Appeal To Popularity

Dear Friends,

It seems to me, the most pernicious fallacy, is appeal to popularity. Edward Bernays liked to exploit that little trick to manipulate people. He used it to con women into smoking, and wearing bras. Even as the new propagandists have manipulated women into eschewing families, and loving abortion. The Covid vaccine is pushed by appeal to popularity. Appeal to popularity is so powerful since we’re social animals. Being social we want to fit in. So if we detect the crowd is going a certain way, we follow, else risk being left behind. This is so ingrained that we are manipulated by it… and we are. Being undetected and effective it’s pernicious. So it’s not likely to go anywhere soon. Making it important for us to become immune to the fallacy of appeal to popularity.

When a thing is pernicious, it’s hard to get rid of. Long Covid could be called pernicious Covid. Another example is Herpes, which is a pernicious disease, as is appeal to popularity. They’re all hard to get rid of. Appeal to popularity is probably the worst. Because herpes dies with the patient, and long Covid eventually goes away, but appeal to popularity will outlast us all. Because it’s used by us all and will be used until time ends. Being so effective and so often hidden. Knowledge is defense. Realize that the popular thing may not be the right thing nor the most profitable means. Like smoking, just because everyone does it, doesn’t make it smart. The answer then, is to inure oneself to appeal to popularity, so we aren’t as effected by it. Dulling its teeth.

Appeal to popularity was used to glamorize smoking in the 1930s, and to discourage smoking in the 1980s. When the popular girls all smoked, all the girls smoked, and when the popular girls stopped, all the girls stopped. Because we often act as a herd. Not everyone. Some are more like cats than dogs or cows. The highly independent, disagreeable and hermit types, tend to go the opposite direction from the crowd. They think for themselves… for better or worse. Because, while appeal to popularity is a fallacy, there is safety in numbers. Even a wrong decision that kills a bunch of people, probably won’t kill you, if the crowd is big enough. Individualists like Dick Proenneke are rare people. Their risks are their own as are the rewards and dangers. Had nuclear war broken out… he would have barely noticed.

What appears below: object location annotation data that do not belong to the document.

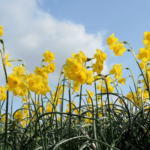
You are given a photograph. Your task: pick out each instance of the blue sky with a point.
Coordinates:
(32, 27)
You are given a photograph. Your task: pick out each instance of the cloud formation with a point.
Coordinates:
(29, 32)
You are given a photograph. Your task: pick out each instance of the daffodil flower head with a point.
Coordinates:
(142, 65)
(6, 61)
(98, 67)
(146, 40)
(1, 31)
(3, 96)
(122, 80)
(100, 56)
(48, 56)
(144, 55)
(119, 49)
(50, 68)
(81, 77)
(19, 115)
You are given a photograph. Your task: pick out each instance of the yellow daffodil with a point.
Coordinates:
(119, 49)
(146, 40)
(144, 55)
(16, 83)
(100, 56)
(6, 61)
(19, 115)
(1, 31)
(48, 56)
(3, 96)
(98, 67)
(122, 80)
(39, 71)
(50, 68)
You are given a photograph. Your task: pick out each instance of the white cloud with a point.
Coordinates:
(29, 32)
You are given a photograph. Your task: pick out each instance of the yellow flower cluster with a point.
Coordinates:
(72, 106)
(1, 31)
(18, 82)
(3, 96)
(117, 48)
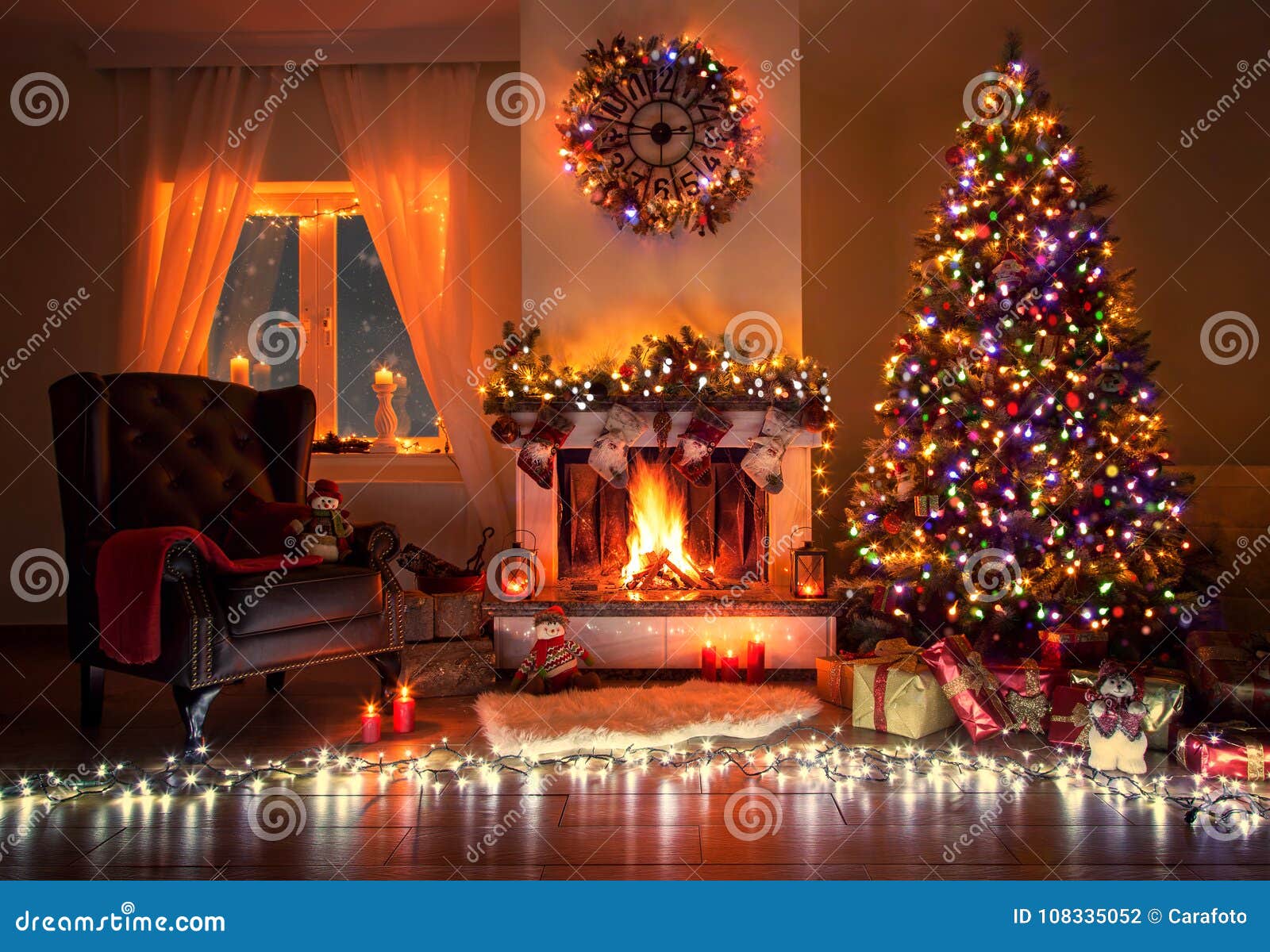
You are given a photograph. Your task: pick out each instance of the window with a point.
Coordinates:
(306, 301)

There’s safety in fitting in too. Scientists were studying zebras back in the day. The trouble is, they couldn’t identify one long enough to get meaningful data… so they painted one. Then the lions ate it. So they marked another… which the lions immediately ate. Eventually, the scientists figured out individual zebras must blend in to the crowd, so lions cant pick one out. Marking them so one stood out was a death sentence. In some ways we’re like zebras. There are innumerable adages about how high nails are pounded down, the dangers of sticking your neck out, and rocking boats. Even as others urge us not to follow crowds, think for ourselves, and the dangers of jumping off bridges, just because everyone else is. Which means, we need to be zebras sometimes and John Gault others.

Wisdom is recognizing when we should be Dick Proenneke, and head out alone into the wilderness, and when we should blend into the crowd. Though at no time should we allow ourselves to be manipulated by appeal to popularity. No one manipulates us for our good, they manipulate us for their good. That’s as close to the kind of universal the Taoists hate as is possible. The way to do that is by keeping perspective. Try to take a bird’s eye view of the dialogue in the media, the marketplace and at work. There’s always manipulation. Practice looking for it is a good exercise in recognizing it. So we don’t get manipulated. Because cons only work when the Mark is unaware. Learn to be aware and the swindle of appeal to popularity won’t work on you. Be a zebra or a John Gault when it serves you.